Deshalb diese Abfuhr. So etwas war Camille noch nie passiert. Es war unprofessionell.

Ganz bestimmt lag es nicht daran, dass sie Jonathan Rivers nach wochenlangen Versuchen endlich persönlich getroffen hatte. Sie litt unter Coffeinentzug, deshalb war sie gehemmt und einfallslos gewesen und hatte ihre Redegewandtheit eingebüßt. Mit Jonno hatte das nichts zu tun.

Coffeinmangel und dieser stinkende Schlammweg hatten sie davor zurückschrecken lassen, dem sturen Viehrancher nachzurennen und ihn zu zwingen, sie anzuhören.
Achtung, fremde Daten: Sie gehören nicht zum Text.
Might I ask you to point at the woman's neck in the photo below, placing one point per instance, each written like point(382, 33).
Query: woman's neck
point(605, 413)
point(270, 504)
Doch nicht umsonst war sie eine erfahrene, abgebrühte Journalistin und würde nicht aufgeben, bis er ihr Gelegenheit gab, ihm ihr Anliegen vorzutragen. Na ja, abgebrüht war vielleicht etwas übertrieben, aber erfahren und tüchtig stimmte.

Trotzdem stand Camille da und sah tatenlos zu, wie Jonno Rivers davonstapfte, ohne ihr auch nur den klitzekleinsten Grund zu nennen, warum er bei dem „Junggesellen-Projekt“ nicht mitmachen wollte.

Wie er sie angesehen hatte, irgendwie seltsam und …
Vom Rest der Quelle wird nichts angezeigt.